I’m missing the snow and the warm beer. All we have here is soaring temperatures, hot winds and runaway veld fires. I’m missing the decent football, although last night’s Merseyside derby cup replay didn’t do much to promote the beautiful (English) game. As one correspondent to the blog remarked: “What a complete waste of nearly 3 hours of potential sleep time.”

And he was right.

But no-one likes a morose blogger, so keeping my mind busy with other things is what’s required. Thus, it’s spring-cleaning time at 6000 miles….
Out go a couple of redundant blogs from the blogroll, in comes heavyweight English comedian Stephen Fry and his unsurprisingly chatty personal offerings.
The RSS feed has been updated too. Following a myriad of pleading emails, it’s now full text. See? I listen!
I have been signed up by GlobalPost.com and will now be telling the truth about South Africa to people even more globally than before – if that’s possible.

Additionally, I’m now on twitter. Not for any other reason than everyone else seemed to be doing it and it looked a bit of fun. You can look in the sidebar for my latest status, or if you follow me @6000, it’ll even keep you in the know about updates on here.
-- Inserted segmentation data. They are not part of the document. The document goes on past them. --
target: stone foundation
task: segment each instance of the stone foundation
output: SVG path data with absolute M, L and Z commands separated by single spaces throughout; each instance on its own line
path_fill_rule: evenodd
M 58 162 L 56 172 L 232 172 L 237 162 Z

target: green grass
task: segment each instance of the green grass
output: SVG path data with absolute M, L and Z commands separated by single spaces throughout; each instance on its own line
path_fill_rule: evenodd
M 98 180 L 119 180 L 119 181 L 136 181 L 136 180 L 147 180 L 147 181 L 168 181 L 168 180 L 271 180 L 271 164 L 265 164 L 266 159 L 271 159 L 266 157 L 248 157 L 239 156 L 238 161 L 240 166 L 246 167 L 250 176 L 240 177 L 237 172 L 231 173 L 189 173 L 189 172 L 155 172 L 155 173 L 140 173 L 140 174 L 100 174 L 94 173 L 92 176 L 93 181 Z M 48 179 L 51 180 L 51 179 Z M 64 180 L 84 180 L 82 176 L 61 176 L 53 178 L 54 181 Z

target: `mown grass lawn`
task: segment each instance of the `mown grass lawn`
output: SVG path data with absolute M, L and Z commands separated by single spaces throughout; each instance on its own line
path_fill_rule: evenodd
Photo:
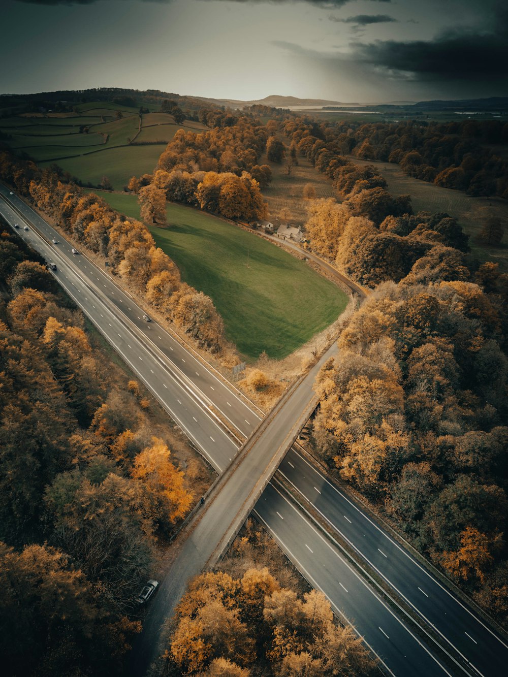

Finally, I’m attempting a post a day in February. This is day five of February and this is my fifth post. So all in all, it seems to be going quite well. And your response has been wonderful too – visitors are up almost 300% on this time last year. Thanks. And tell your friends to come and have a look too.

There. All done, I think. Like a uneventful visit to the dentist – not as bad as you thought, was it?
Although you haven’t got my bill yet.